According to a lawsuit filed on Tuesday, the Securities and Exchange Commission (SEC) has charged Matthew Panuwat with antifraud violations after he traded on material nonpublic information in advance of Pfizer Inc.’s acquisition of the biopharmaceutical company he worked for Medivation Inc. The Northern District of California complaint asserts that the defendant obtained illicit profits of just over $107,000 by trading on information that he had a duty to refrain from using for his own gain.
The filing explains that Panuwat worked for Medivation, a mid-sized oncology-focused biopharmaceutical firm based in San Francisco, California. The filing describes that in his role with Medivation, Panuwat closely watched the stock prices, drug products, and development pipelines of other biopharmaceutical companies, including rival Incyte Corporation, and monitored merger and acquisition activity in the industry.

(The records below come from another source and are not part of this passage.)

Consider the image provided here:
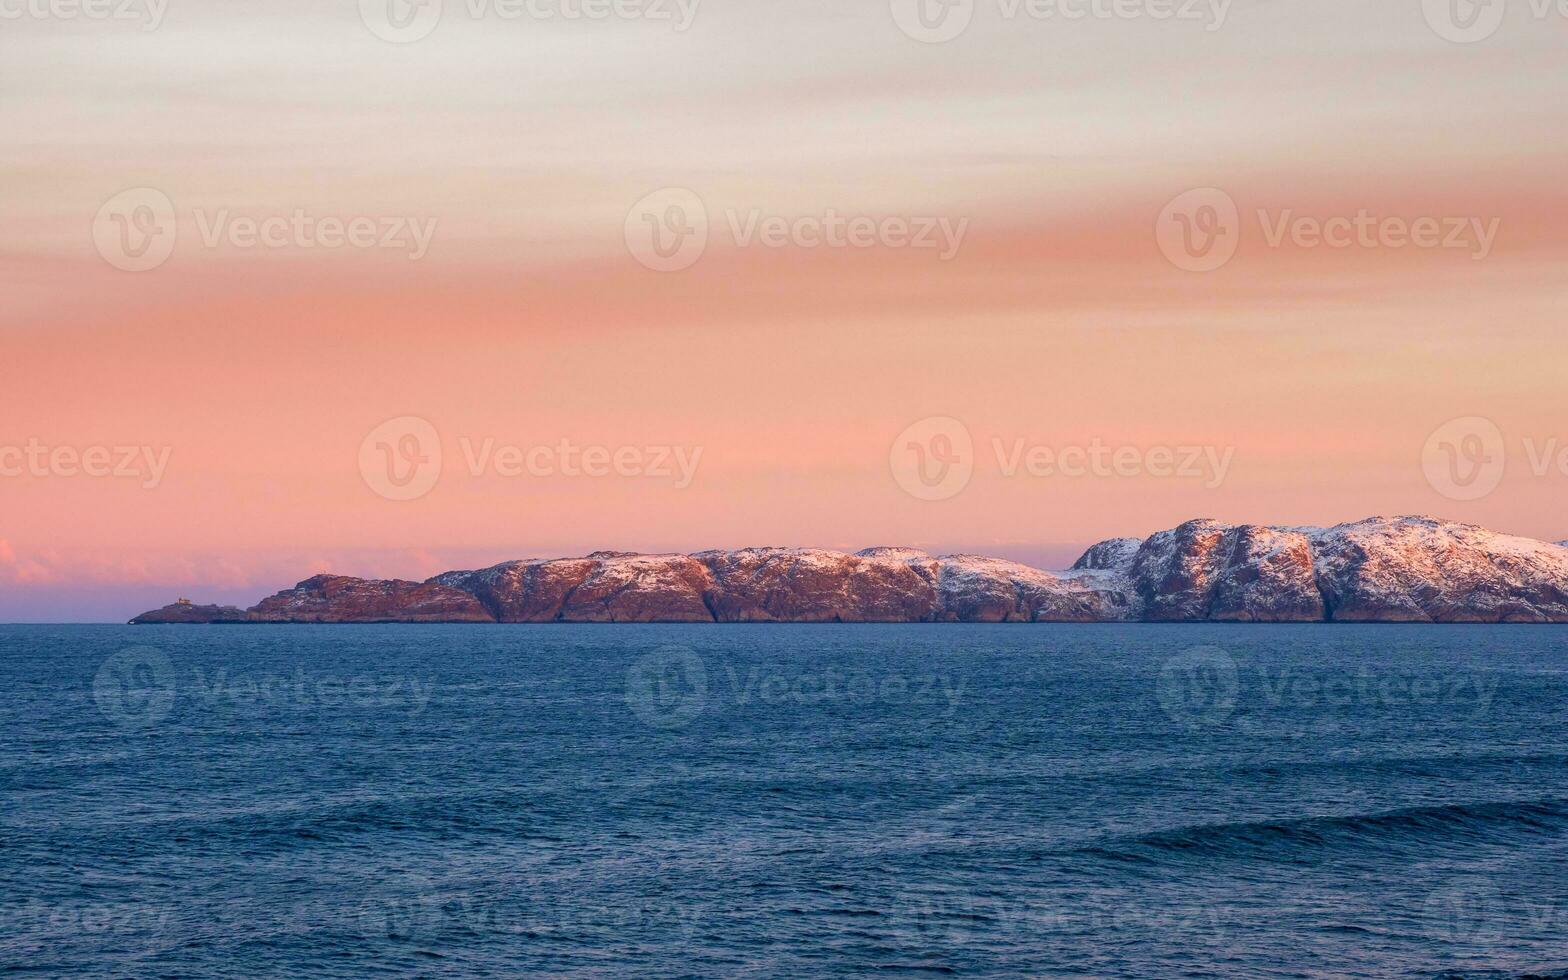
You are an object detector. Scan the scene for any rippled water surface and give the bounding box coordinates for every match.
[3,624,1567,977]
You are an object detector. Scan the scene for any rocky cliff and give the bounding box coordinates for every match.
[130,517,1568,624]
[248,575,494,623]
[129,602,253,624]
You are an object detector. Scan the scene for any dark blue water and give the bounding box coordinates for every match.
[3,625,1567,978]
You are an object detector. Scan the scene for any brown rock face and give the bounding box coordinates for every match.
[198,550,1133,624]
[433,560,598,622]
[560,556,716,622]
[435,556,715,622]
[1070,537,1142,571]
[1313,518,1568,623]
[1123,521,1323,622]
[129,518,1568,624]
[934,557,1133,623]
[1126,520,1231,620]
[699,549,940,622]
[1207,528,1324,622]
[1107,516,1568,623]
[248,575,494,623]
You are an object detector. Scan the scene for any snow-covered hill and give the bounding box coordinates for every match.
[131,517,1568,624]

In the course of his employment, the defendant reportedly received nonpublic information on Aug. 18, 2016, disclosing that the company was soon to be acquired. According to the SEC, Panuwat acted within minutes by purchasing shares of Incyte. He reportedly did so from his work computer in anticipation that its shares would rise when the Pfizer acquisition news became public.
Six days after Panuwat learned of the impending acquisition, Medivation publicly announced Pfizer’s all-cash tender offer at a price per share significantly above the price at which Medivation shares had been trading. The SEC’s complaint states that over the course of the trading day, Medivation shares rose about 20% while Incyte shares rose 8%.
The filing accuses the defendant of knowing or being reckless in not knowing that information he was entrusted with was material and non-public and trading on it. The SEC states a single claim for relief under Section 10(b) of the Exchange Act and Rule 10b5 thereunder, and requests a permanent injunction, civil penalties, and an officer and director bar.